- Genre: Police procedural
- Created by: Nacho Viale Diego Palacio
- Written by: Marcelo Camaño & Lucas Molteni
- Story by: Nacho Viale & Diego Palacio
- Directed by: Jesus Braceras
- Starring: Juana Viale Luciano Cáceres Esteban Lamothe
- Country of origin: Argentina
- Original language: Spanish
- No. of seasons: 1
- No. of episodes: 13

Production
- Production locations: Buenos Aires, Villa La Angostura, Argentina
- Production company: STORYLAB / KAPOW

Original release
- Network: Netflix
- Release: 11 November 2016

= Estocolmo =

Argentine web television series

Estocolmo is an Argentine police procedural television series created by Diego Palacio and Nacho Viale, starring Juana Viale, Esteban Lamothe and Luciano Cáceres. First aired in November 2016, it is the first Argentine series made for Netflix although it has since been removed.

==Plot==
The series take place in two time periods, one set three years after the events of the other, and each episode advances the plots set in each period. In the first time period, Rosario Santa Cruz (Juana Viale) is a famous television reporter, covering stories about victims of forced prostitution. Franco Vernal (Luciano Cáceres) is a prosecutor, working on those cases and trying to take down the human trafficking networks. His half-brother, known as "agent H" (Esteban Lamothe), works as a mole, infiltrating those networks. After members of the human trafficking network kidnap Rosario, agent H rescues her and kills all the members of the network during the escape. He turns into a vigilante, killing the staffs of entire cabarets to liberate the prostitutes held captive there. Franco is ordered to find and stop agent H, but refuses to kill him, and allows him to escape as long as he stays undercover while Franco reports him dead. In the second time period, Franco and Rosario are about to get married, and Franco runs for vice president for the conservative party, but their plans are complicated by the return of the agent H.

==Production==
The series was created by Nacho Viale (brother of lead actress Juana Viale) and Diego Palacio, and it was shot in 2015 in the Buenos Aires Province and Villa La Angostura. The scenes in Villa La Angostura were filmed first. Juana Viale was still working at Bailando por un Sueño at the time, so her dancing partner and coach were taken to the production site as well, so that she could practice dancing at night.

The series was filmed aiming for the international market, but not specifically for Netflix. Netflix contacted the production during the post-production stage. Nacho Viale said that it was an honor to produce the first Argentine TV series to premier on Netflix, but that he is also aware that it will have to compete with very important series.
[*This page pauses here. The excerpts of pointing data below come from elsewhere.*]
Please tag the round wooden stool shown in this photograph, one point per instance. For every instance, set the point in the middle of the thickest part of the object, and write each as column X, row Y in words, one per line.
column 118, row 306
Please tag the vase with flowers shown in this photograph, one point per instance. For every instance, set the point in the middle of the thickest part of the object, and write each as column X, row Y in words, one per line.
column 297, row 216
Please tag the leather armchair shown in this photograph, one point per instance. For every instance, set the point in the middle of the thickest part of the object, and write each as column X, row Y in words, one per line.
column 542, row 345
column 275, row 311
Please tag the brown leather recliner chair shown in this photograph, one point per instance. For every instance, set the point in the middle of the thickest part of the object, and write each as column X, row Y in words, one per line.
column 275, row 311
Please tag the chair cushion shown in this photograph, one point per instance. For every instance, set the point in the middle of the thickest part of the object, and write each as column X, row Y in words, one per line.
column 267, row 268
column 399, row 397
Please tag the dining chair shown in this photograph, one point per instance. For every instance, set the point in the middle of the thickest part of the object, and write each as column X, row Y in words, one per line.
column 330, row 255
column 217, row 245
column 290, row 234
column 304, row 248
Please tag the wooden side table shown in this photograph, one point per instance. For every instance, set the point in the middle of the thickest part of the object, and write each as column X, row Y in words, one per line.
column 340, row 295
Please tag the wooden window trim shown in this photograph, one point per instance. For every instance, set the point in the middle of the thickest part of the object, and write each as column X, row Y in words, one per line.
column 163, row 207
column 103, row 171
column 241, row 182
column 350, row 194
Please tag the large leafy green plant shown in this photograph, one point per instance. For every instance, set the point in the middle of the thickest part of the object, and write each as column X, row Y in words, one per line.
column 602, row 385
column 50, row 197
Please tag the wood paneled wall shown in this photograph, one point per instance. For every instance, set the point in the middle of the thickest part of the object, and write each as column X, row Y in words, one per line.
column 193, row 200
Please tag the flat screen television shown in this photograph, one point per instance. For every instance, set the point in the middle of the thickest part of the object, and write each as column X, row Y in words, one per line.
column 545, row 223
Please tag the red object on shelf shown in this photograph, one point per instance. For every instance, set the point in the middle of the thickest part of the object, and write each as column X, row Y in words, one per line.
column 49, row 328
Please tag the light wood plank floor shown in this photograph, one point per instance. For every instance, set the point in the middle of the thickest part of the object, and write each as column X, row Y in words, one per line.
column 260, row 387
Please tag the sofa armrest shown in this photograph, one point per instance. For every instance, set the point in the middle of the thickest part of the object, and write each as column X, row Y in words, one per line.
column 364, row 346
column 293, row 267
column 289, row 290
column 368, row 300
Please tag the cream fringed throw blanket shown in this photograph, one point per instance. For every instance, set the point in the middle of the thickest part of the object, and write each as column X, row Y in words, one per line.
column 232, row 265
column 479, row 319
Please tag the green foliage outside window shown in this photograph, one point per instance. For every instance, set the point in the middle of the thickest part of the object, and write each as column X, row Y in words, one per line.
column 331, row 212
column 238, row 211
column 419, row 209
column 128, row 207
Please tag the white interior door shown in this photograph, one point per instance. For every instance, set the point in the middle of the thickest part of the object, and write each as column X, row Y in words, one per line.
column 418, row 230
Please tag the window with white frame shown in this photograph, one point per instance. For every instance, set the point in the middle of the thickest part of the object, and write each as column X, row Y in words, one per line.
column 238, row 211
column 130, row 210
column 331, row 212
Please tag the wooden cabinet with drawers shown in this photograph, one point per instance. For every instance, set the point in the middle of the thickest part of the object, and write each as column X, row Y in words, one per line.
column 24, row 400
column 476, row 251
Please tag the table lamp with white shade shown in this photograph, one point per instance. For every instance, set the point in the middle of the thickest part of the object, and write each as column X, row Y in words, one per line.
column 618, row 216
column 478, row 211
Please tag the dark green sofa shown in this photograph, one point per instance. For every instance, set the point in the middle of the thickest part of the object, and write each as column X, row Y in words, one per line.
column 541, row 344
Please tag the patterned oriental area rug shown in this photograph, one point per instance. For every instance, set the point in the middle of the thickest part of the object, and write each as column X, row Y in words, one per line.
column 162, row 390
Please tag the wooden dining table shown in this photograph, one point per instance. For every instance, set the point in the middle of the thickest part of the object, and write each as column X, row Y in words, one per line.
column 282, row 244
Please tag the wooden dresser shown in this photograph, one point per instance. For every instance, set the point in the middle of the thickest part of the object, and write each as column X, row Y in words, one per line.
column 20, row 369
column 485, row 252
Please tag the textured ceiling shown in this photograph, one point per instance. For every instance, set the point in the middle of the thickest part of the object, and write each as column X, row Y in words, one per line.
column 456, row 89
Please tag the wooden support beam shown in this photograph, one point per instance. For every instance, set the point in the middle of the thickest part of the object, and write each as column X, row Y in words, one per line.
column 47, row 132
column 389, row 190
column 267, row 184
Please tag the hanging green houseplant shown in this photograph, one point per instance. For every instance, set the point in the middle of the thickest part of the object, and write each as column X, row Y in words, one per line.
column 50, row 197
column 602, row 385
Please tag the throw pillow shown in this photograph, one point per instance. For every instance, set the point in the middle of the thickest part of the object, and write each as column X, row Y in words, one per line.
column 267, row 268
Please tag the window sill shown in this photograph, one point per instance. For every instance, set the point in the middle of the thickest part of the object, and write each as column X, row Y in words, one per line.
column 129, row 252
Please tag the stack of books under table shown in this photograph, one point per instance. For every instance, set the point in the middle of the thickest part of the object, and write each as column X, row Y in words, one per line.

Nacho Viale revealed that the scripts for a second season are already written, but it would only be produced if the series has a positive reception.

==Reception==
The first season received mixed reviews from viewers. On Imdb an average rating of 6.1/10 while in filmaffinity has a user score of 4,8. The general consensus is that the series has interesting ideas but that they are poorly executed and the acting is mediocre.